G. Statistics on Tree
time limit per test
2 seconds
memory limit per test
512 megabytes
input
standard input
output
standard output

Nanatsukaze - Aria

You are given a tree of $$$n$$$ vertices. We define the value of a pair $$$(u,v)$$$ ($$$1\leq u\leq v\leq n$$$) as the size of the largest component after removing all edges on the path from $$$u$$$ to $$$v$$$ in the original tree.

For every $$$1\leq i\leq n$$$, you have to find the number of pairs $$$(u,v)$$$ satisfying that its value is $$$i$$$.

Input

Each test contains multiple test cases. The first line contains the number of test cases $$$t$$$ ($$$1 \le t \le 10^4$$$). The description of the test cases follows.

The first line of each test case contains a single integer $$$n$$$ ($$$1\leq n \leq 10^5$$$) — the number of vertices.

Then $$$n-1$$$ lines follow, the $$$i$$$-th line containing two integers $$$u$$$ and $$$v$$$ ($$$1\leq u,v\leq n$$$) — the two vertices that the $$$i$$$-th edge connects.

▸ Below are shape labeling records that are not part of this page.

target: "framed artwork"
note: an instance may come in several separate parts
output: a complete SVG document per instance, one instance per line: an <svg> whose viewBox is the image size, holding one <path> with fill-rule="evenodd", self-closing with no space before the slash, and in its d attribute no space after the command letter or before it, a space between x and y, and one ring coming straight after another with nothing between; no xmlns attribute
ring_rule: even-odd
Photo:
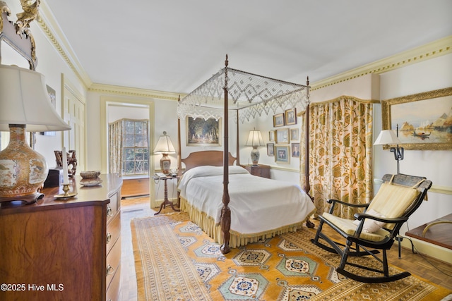
<svg viewBox="0 0 452 301"><path fill-rule="evenodd" d="M290 163L290 153L289 145L275 147L275 162Z"/></svg>
<svg viewBox="0 0 452 301"><path fill-rule="evenodd" d="M295 109L289 109L284 112L285 114L285 125L297 124L297 111Z"/></svg>
<svg viewBox="0 0 452 301"><path fill-rule="evenodd" d="M299 143L292 144L292 156L299 158Z"/></svg>
<svg viewBox="0 0 452 301"><path fill-rule="evenodd" d="M284 126L284 113L273 115L273 128Z"/></svg>
<svg viewBox="0 0 452 301"><path fill-rule="evenodd" d="M290 129L290 141L298 141L298 140L299 140L299 136L298 135L298 129L291 128Z"/></svg>
<svg viewBox="0 0 452 301"><path fill-rule="evenodd" d="M275 143L267 143L267 156L275 156Z"/></svg>
<svg viewBox="0 0 452 301"><path fill-rule="evenodd" d="M451 108L452 87L384 100L383 129L398 127L405 149L452 149Z"/></svg>
<svg viewBox="0 0 452 301"><path fill-rule="evenodd" d="M268 131L268 141L275 141L275 131L269 130Z"/></svg>
<svg viewBox="0 0 452 301"><path fill-rule="evenodd" d="M186 120L187 146L221 146L221 118L187 117Z"/></svg>
<svg viewBox="0 0 452 301"><path fill-rule="evenodd" d="M278 128L276 130L276 144L289 143L289 129Z"/></svg>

It is guaranteed that the given edges form a tree.

It is guaranteed that the sum of $$$n$$$ over all test cases does not exceed $$$5\cdot 10^5$$$.

Output

For each test case, output $$$n$$$ integers, the $$$i$$$-th of which denotes the number of distinct pairs $$$(u,v)$$$ satisfying its value is $$$i$$$.

Example
Input
7
1
2
1 2
3
1 2
1 3
4
1 2
2 3
3 4
5
1 2
2 3
2 4
2 5
7
3 4
1 5
2 3
2 6
5 2
7 3
8
2 1
3 2
4 1
5 3
6 2
7 6
8 1
Output
1 
1 2 
1 2 3 
1 3 2 4 
0 0 6 4 5 
0 4 5 5 3 4 7 
0 0 12 4 3 5 4 8
Note

In the first test case, the value of pair $$$(1, 1)$$$ is $$$1$$$.

In the second test case, the values of pairs $$$(1, 1)$$$ and $$$(2, 2)$$$ are both $$$2$$$, because no edges will be removed. The value of pair $$$(1, 2)$$$ is $$$1$$$, because edge $$$(1, 2)$$$ is on the path from $$$1$$$ to $$$2$$$ in the tree, and after removing it, there will be $$$2$$$ components left, which are $$$\{1\}$$$ and $$$\{2\}$$$, and the size of the largest component is $$$1$$$.

In the sixth test case, the value of pair $$$(4, 6)$$$ is $$$3$$$, because edges $$$(3, 4)$$$, $$$(2, 3)$$$, and $$$(2, 6)$$$ are on the path from $$$4$$$ to $$$6$$$ in the tree, and after removing them, there will be $$$4$$$ components left, which are $$$\{1, 2, 5\}$$$, $$$\{3, 7\}$$$, $$$\{4\}$$$, and $$$\{6\}$$$, and the size of the largest component is $$$3$$$.